Monday, Jan. 21, 1929

New Opera Company

For best artistic results it often seems unfortunate that the Metropolitan Opera Company has no competition. Not since Oscar Hammerstein presented French opera at his own Manhattan Opera House has the Broadway company been forced into jacking its standards. Then, in 1910. the Metropolitan directors purchased peace. Hammerstein received approximately a million dollars and in return he promised to present no opera in Manhattan for ten years. The nucleus of his troupe went to Chicago, developed into the Chicago Civic Opera of today, an organization devoted to Italian and French opera. The Metropolitan, unmolested, has stayed Italian and German. The paths of the two never cross. No new group has risen to threaten them. Wagner, thus, in the U. S. has stayed the prerogative of the Metropolitan. It has been given as the management believes the public wants it--cut and trimmed to make a comfortable afternoon or evening. But many an operagoer has been dissatisfied with the cuts and the production in general. Hence with enthusiasm last week they hailed the coming of the German Grand Opera Company* which promised two complete cycles of the Nibelungen Ring, uncut, and a Tristan with Johanna Gadski. Manager George Blumenthal has brought singers from Germany, also a German chef who prepares German food for intermissions.

Epiglottis Remembered

Fritz Reiner is the able conductor of the Cincinnati Symphony.
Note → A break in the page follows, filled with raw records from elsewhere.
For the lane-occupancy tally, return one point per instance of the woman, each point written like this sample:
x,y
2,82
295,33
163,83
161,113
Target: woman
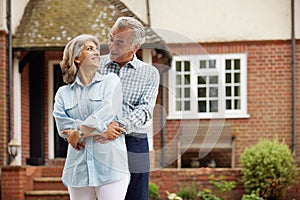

His wife, Berta Gardini-Gerster Reiner, is a vocal teacher, sometimes of Cincinnati, this season of Manhattan. And she is always the daughter of Etelka Gerster, famed Hungarian soprano. Last week in Manhattan, in memory of her mother who died in 1920, Madame Reiner gave a reception, presented her pupils in a special program.

For famed guests, Walter Damrosch. who 50 years ago played accompaniments for Madame Gerster, told anecdotes to recall her invincible personality. Once in St. Louis she announced herself too ill to sing but a certificate was necessary to convince the audience. The physician pronounced just a slight inflammation of the epiglottis and, angry, Madame Gerster sang. His bill of $60 she refused to pay and two years later when she returned to St. Louis the doctor brought suit. But Gerster refused to go to court, said she was too ill. Obligingly then the good-natured judge moved court to her hotel where she sang "The Last Rose of Summer" so charmingly that he dismissed the case.

Turn About

One of Serge Koussevitzky's most debatable novelties in his early days with the Boston Symphony was Pacific 231, by Arthur Honegger, a young French Swiss. When Composer Honegger made his U. S. debut, last week, as conductor of his own works, his orchestra was Mr. Koussevitzky's. Turn about, one sage remarked in the lobby of the Cambridge Theatre, was fair play indeed in this case. Honegger won fame in the U. S. by the snorts and puffs of his giant locomotive. Fair enough, then, that Boston should see him first, hear his Rugby (TIME, Nov. 19) before he took it on an extended tour.*

Pacific 231 won Honegger fame from Boston to California. It stimulates the vogue for putting all manner of mechanical sounds into music. Alone, and on first hearing, however, it failed to inspire any widespread confidence. People were becoming increasingly wary of modern composers. Repeated hearings of the Pacific were necessary to convince that it was more than freakish stuff. But for five years now it has endured, and since, substantiating it as ringing, vital music, there have been King David, Antigone, Judith, now Rugby.

"A rather short and stocky gentleman, emerging in evening clothes from the ante room . . . looked neither to right nor left, took two at a time the steps leading to the stage . . . Arthur Honegger, arisen, significant, acknowledged figure of the new generation." So. last week, did H. T. Parker of the Boston Transcript appraise Boston's guest conductor. Thus are adjectives made to grow, for five years ago Honegger had been just a precocious fellow who at seven had composed two operas in the treble clef, as he knew no other, at eleven some 30 sonatas, in his twenties one of the Group of Six in Paris, blustering fellows, so many thought, organized to acquaint the public with their music. Now Honegger remains supreme of the Six. His wife. Pianist Andree Vaurabourg-Honegger, plays his compositions, last week played with him his delectable Concertino. Pacific 231 he now calls Boom! Boom! Rugby, a sound picture of a football match, teems with driving conflict. It takes twelve minutes to play, and, strangely enough, uses no percussion.

*TIME will review the performances of the German Grand Opera Company in the next issue. *;Composer-Conductor Honegger's tour takes him to Cambridge, Mass., Boston, Manhattan, Chicago, St. Paul, Kansas City, Detroit, Denver, Seattle, San Francisco, Los Angeles, Buffalo.